🤖 AI Summary
This study investigates how large language models (LLMs) achieve introspection, specifically their ability to distinguish whether they detect “thought injections” through reasoning or via direct access to internal states. Reproducing the thought-injection detection paradigm, we systematically analyze introspective mechanisms in open-source LLMs and, for the first time, clearly disentangle two decoupled pathways: probabilistic-matching-based reasoning and content-agnostic direct access. Our experiments reveal that models often rely on high-frequency concrete concepts (e.g., “apple”) to generate confabulated guesses, whereas accurately identifying semantic content requires substantially more tokens—thereby confirming the existence and limitations of the direct-access mechanism.
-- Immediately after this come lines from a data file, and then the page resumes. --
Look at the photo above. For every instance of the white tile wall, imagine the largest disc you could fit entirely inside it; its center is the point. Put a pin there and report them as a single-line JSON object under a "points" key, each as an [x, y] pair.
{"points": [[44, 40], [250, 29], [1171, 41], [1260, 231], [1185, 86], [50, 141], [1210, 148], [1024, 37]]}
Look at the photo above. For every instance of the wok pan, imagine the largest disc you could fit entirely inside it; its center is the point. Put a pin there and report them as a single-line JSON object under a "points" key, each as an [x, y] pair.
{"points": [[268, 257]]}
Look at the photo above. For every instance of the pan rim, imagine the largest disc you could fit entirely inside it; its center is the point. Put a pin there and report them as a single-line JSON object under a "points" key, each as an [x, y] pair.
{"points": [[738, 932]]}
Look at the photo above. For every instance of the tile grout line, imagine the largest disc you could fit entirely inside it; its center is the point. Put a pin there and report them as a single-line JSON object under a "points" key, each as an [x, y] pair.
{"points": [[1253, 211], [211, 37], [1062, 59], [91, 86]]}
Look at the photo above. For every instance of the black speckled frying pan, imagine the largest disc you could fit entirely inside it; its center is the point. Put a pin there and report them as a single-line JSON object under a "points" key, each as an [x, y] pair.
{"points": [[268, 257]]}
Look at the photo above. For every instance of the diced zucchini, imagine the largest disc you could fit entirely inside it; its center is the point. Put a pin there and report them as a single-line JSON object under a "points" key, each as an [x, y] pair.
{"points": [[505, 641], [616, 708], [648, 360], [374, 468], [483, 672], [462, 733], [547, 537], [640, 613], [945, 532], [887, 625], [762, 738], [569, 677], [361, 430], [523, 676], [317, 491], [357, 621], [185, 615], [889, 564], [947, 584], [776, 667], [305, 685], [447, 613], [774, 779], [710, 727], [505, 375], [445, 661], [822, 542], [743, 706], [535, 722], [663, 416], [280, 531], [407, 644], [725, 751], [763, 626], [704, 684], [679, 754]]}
These findings align with dominant theories of introspection in psychology and philosophy and offer novel empirical support for cognitive architectures in artificial intelligence.
📝 Abstract
Introspection is a foundational cognitive ability, but its mechanism is not well understood. Recent work has shown that AI models can introspect. We study their mechanism of introspection, first extensively replicating Lindsey et al. (2025)'s thought injection detection paradigm in large open-source models. We show that these models detect injected representations via two separable mechanisms: (i) probability-matching (inferring from perceived anomaly of the prompt) and (ii) direct access to internal states. The direct access mechanism is content-agnostic: models detect that an anomaly occurred but cannot reliably identify its semantic content. The two model classes we study confabulate injected concepts that are high-frequency and concrete (e.g.,"apple'"); for them correct concept guesses typically require significantly more tokens. This content-agnostic introspective mechanism is consistent with leading theories in philosophy and psychology.